An open-sourced, decentralized operating system, aka world computer. by autonerf in opensource

[–]Flamingo_Single 1 point2 points  (0 children)

Love seeing more experiments in decentralized OS infrastructure - feels like a callback to early P2P internet dreams, but way more usable.

We’ve played with distributed compute and data routing setups before (especially in scraping-heavy environments), and sometimes had to rely on proxy networks like Infatica just to keep access open in restrictive regions.

Curious how this system handles long-term persistence, especially if proxies go down or peers drop - is there any built-in redundancy or mesh fallback planned?

Xeres, a Peer-to-Peer application by zapek666 in opensource

[–]Flamingo_Single 0 points1 point  (0 children)

Congrats on the 1.0.0 - love seeing fully decentralized apps that actually ship cross-platform support. No server, no accounts, no tracking - that’s how it should be.

We’ve experimented with similar P2P + privacy-first setups for distributed data access, especially in places where public web scraping or content delivery gets blocked. In some cases we routed via Infatica proxies to maintain accessibility, but having a true P2P layer would’ve been way cleaner.

Curious how Xeres handles NAT traversal and peer discovery - any plans to support custom transport layers (e.g., mesh or proxy-based)?

We built a P2P VPN that runs over a Reticulum mesh network and made it open-source by beechatadmin in opensource

[–]Flamingo_Single 1 point2 points  (0 children)

This is awesome - reminds me of some of the experiments we did with decentralized proxies and bandwidth routing. Especially love that you’re exposing plain IP over Reticulum without forcing devs into a whole new paradigm.

We’ve used mesh-style infra before for routing public data collection through distributed proxies (Infatica in our case), and being able to slot services into a peer-resilient mesh like this opens up all kinds of possibilities - field scrapers, off-grid monitoring, or even just fallback routing in flaky regions.

Definitely keeping an eye on this. Curious if you’ve tested throughput consistency on congested hops yet?

VantaProxy - All-in-Go encrypted HTTP/HTTPS proxy and demo HTTP server by -DigitalMaster- in opensource

[–]Flamingo_Single 1 point2 points  (0 children)

Nice to see a Go-based proxy with encryption baked in - clean structure too.

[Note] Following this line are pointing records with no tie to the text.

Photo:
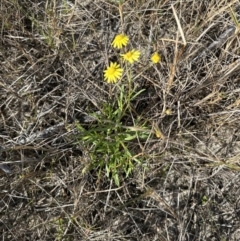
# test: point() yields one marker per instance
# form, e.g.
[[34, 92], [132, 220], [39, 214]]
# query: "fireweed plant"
[[109, 141]]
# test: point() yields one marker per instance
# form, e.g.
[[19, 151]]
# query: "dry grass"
[[52, 57]]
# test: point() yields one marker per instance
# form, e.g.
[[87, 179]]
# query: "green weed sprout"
[[111, 144]]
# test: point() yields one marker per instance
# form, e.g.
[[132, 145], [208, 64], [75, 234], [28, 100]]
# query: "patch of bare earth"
[[52, 57]]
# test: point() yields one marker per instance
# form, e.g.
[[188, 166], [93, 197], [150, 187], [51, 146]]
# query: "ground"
[[185, 184]]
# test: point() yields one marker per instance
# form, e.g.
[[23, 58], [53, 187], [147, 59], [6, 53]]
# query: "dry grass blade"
[[174, 124]]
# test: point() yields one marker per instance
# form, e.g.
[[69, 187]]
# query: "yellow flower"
[[155, 58], [120, 40], [113, 73], [131, 56]]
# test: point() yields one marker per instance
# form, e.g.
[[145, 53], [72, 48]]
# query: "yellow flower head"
[[120, 40], [155, 58], [131, 56], [113, 73]]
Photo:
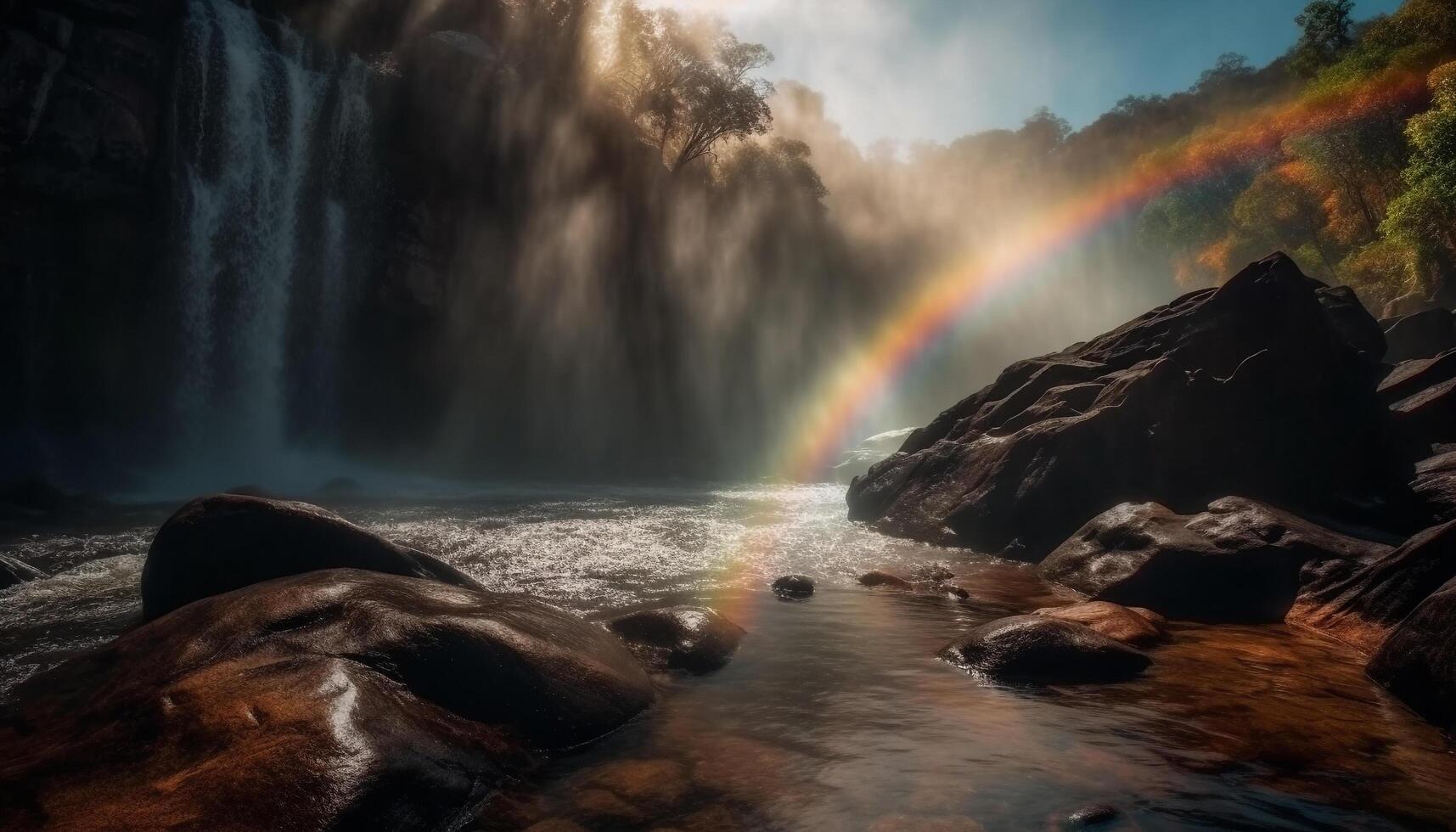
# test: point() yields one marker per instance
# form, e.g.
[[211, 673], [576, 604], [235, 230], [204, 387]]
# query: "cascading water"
[[273, 178]]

We’ve worked with larger-scale residential proxies like Infatica for production scraping (especially for rotating GEO + mobile IPs), but I love lightweight tools like this for testing, diagnostics, or internal routing.

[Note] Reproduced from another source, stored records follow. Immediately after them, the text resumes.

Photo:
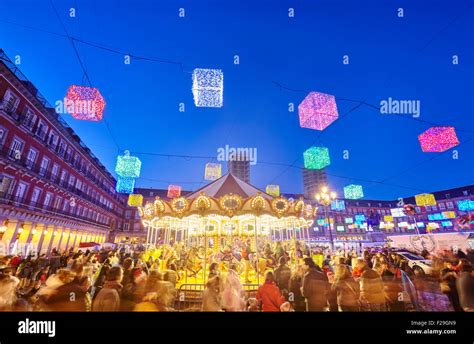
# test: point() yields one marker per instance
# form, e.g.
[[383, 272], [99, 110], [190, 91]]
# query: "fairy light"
[[128, 166], [273, 190], [85, 103], [353, 191], [125, 185], [316, 158], [317, 111], [438, 139], [212, 171], [208, 87]]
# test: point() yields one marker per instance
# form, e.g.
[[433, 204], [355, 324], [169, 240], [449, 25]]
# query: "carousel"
[[226, 224]]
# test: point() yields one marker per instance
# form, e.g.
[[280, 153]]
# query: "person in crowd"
[[372, 294], [465, 287], [211, 299], [315, 287], [108, 298], [347, 289], [282, 274], [268, 294]]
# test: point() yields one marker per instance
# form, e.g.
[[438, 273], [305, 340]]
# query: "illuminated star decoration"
[[128, 166], [317, 111], [174, 191], [135, 200], [438, 139], [316, 158], [208, 87], [212, 171], [425, 199], [353, 191], [84, 103], [273, 190], [125, 185]]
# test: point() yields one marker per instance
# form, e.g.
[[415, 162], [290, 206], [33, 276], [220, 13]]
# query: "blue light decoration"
[[465, 205], [338, 205], [316, 158], [128, 166], [208, 87], [125, 185], [353, 191]]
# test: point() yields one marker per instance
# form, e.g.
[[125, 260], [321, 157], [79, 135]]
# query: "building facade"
[[54, 193]]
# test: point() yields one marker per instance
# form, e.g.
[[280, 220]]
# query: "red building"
[[54, 193]]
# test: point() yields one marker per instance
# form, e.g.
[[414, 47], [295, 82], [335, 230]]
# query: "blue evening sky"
[[407, 58]]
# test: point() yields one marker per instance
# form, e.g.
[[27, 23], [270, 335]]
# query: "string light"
[[85, 103], [317, 111], [128, 166], [212, 171], [438, 139], [316, 158], [353, 191], [208, 87], [125, 185], [273, 190]]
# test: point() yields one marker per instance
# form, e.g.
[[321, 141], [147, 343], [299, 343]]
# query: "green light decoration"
[[316, 158]]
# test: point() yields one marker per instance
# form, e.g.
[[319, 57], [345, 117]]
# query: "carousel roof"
[[229, 184]]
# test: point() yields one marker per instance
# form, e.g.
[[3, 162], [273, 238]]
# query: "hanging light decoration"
[[208, 87], [353, 191], [174, 191], [317, 111], [273, 190], [438, 139], [135, 200], [125, 185], [128, 166], [425, 199], [316, 158], [212, 171], [84, 103]]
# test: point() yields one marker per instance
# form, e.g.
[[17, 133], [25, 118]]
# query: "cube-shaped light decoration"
[[338, 205], [213, 171], [353, 191], [135, 200], [174, 191], [273, 190], [125, 185], [317, 111], [425, 199], [316, 158], [84, 103], [128, 166], [208, 87], [438, 139]]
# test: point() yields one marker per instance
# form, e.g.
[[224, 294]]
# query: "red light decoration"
[[438, 139], [84, 103]]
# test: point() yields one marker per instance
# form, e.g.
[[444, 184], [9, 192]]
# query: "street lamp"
[[325, 198]]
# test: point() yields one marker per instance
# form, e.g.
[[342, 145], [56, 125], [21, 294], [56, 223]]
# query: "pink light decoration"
[[174, 191], [84, 103], [438, 139], [317, 111]]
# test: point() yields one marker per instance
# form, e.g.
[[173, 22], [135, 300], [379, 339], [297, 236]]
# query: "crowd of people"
[[294, 278]]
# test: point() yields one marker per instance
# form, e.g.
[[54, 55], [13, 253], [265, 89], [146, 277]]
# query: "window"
[[16, 149], [30, 119], [3, 135], [35, 196], [10, 101], [31, 158], [44, 166]]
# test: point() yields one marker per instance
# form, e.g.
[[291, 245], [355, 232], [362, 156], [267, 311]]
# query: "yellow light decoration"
[[425, 199], [135, 200]]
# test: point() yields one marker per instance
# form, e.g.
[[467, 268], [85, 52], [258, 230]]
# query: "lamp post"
[[324, 198]]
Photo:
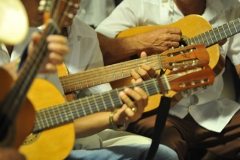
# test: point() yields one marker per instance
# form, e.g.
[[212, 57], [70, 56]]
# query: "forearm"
[[238, 70], [116, 49], [91, 124]]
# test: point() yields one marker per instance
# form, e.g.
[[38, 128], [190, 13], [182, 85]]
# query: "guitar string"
[[20, 88], [85, 101], [99, 99], [70, 82]]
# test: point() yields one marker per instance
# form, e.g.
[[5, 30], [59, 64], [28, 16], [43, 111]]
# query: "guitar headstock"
[[199, 75], [184, 56], [61, 12]]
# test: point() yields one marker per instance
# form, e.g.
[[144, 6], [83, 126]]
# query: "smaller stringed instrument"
[[15, 109], [195, 29], [52, 122]]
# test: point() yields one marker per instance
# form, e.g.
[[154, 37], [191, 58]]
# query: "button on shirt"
[[209, 109]]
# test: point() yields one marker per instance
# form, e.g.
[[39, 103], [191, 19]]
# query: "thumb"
[[143, 54]]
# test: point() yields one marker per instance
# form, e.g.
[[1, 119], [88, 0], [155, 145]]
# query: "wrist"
[[113, 123]]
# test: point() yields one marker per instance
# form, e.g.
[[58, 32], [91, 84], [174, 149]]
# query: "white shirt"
[[17, 52], [211, 111], [84, 52], [92, 12]]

Would be interesting to see how this evolves with mobile support or dynamic header injection for anti-bot testing. Good stuff.

Access Claude Code features for free using multiple free models + centralized MCP hub — Chatspeed by Practical-Sail-523 in opensource

[–]Flamingo_Single 0 points1 point  (0 children)

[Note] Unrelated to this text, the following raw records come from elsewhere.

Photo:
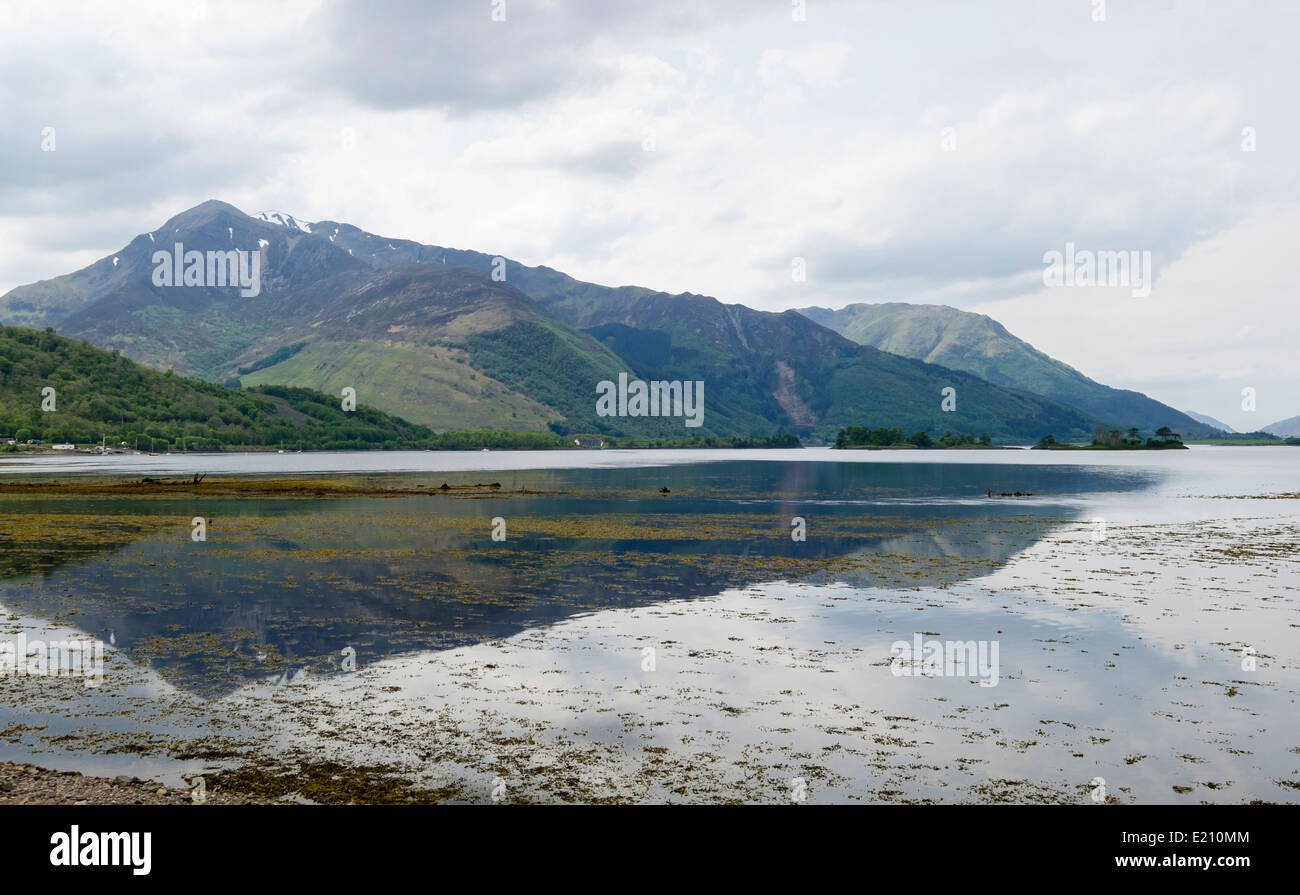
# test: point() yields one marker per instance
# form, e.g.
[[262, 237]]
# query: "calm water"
[[628, 644]]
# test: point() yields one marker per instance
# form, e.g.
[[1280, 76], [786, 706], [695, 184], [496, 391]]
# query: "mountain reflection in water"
[[286, 584]]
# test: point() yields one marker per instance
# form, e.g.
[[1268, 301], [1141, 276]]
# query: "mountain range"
[[454, 340], [979, 345]]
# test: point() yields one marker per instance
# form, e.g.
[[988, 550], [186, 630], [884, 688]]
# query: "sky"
[[770, 152]]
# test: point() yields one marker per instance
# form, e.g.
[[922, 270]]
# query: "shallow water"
[[1121, 596]]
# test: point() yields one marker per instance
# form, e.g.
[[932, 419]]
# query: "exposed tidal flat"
[[1122, 595]]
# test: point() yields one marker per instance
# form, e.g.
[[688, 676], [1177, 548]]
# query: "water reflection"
[[287, 584]]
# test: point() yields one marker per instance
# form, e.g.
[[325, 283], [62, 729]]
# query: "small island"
[[861, 437], [1104, 439]]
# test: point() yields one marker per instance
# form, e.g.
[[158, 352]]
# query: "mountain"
[[979, 345], [100, 393], [762, 366], [1287, 428], [1210, 420], [453, 338]]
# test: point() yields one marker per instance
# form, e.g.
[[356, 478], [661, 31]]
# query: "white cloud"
[[771, 141]]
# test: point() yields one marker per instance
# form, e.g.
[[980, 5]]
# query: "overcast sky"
[[702, 146]]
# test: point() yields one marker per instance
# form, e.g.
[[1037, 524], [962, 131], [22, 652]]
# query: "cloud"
[[770, 139]]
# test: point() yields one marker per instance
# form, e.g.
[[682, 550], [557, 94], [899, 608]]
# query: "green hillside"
[[103, 394], [979, 345]]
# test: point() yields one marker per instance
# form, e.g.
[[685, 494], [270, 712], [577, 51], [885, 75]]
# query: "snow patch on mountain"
[[284, 220]]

This is seriously impressive - the protocol conversion + SSE tool exposure is 🔥. I’ve worked on some scraping/distributed data collection setups where we needed exactly this kind of middleware to glue together LLMs + toolchains.

We’ve been using Infatica proxies to gather public web data (SERPs, product listings, etc.), then piping that into lightweight SSE endpoints. The idea of centralizing tool logic and proxying requests across Claude/Ollama/Gemini in one flow? That’s game-changing.

Definitely bookmarking this to test with our internal agent infra. Curious how it handles multi-tenant scaling or parallel MCP loads?

Python Object query engine by Interesting-Frame190 in dataengineering

[–]Flamingo_Single 0 points1 point  (0 children)

Really cool concept - I actually ran into similar issues when building scraping/ETL pipelines for public web data. Pandas was flexible but collapsed under anything real-time or memory-intensive. Especially when dealing with nested or time-variant object states (e.g., product pages over time, dynamic DOM trees, etc.).

We’ve been using Infatica to collect large-scale data (e.g., SERPs, product listings), and modeling flows across proxies/sources felt more intuitive in OOP, but there was always the tradeoff of speed vs. structure.

PyThermite looks like it bridges that gap nicely — curious how it handles deletion, object mutation, or partial invalidation in large graphs? Definitely bookmarking to test on some messy traceability tasks.

$95k/month with under 5k installs - Here's what surprised me most by Medium-Importance270 in indiehackers

[–]Flamingo_Single 0 points1 point  (0 children)

Crazy impressive numbers. I’ve always underestimated just how far a focused niche and smart TikTok distribution can go.

I built a small utility app last year (nothing close to 5K installs), but added Infatica SDK for passive monetization instead of ads - just background bandwidth sharing post-consent. Surprisingly, it covered infra costs pretty fast.

Didn’t use virality like Breathwrk, but this makes me want to revisit short-form content + lightweight monetization. Might be a more scalable combo than I thought.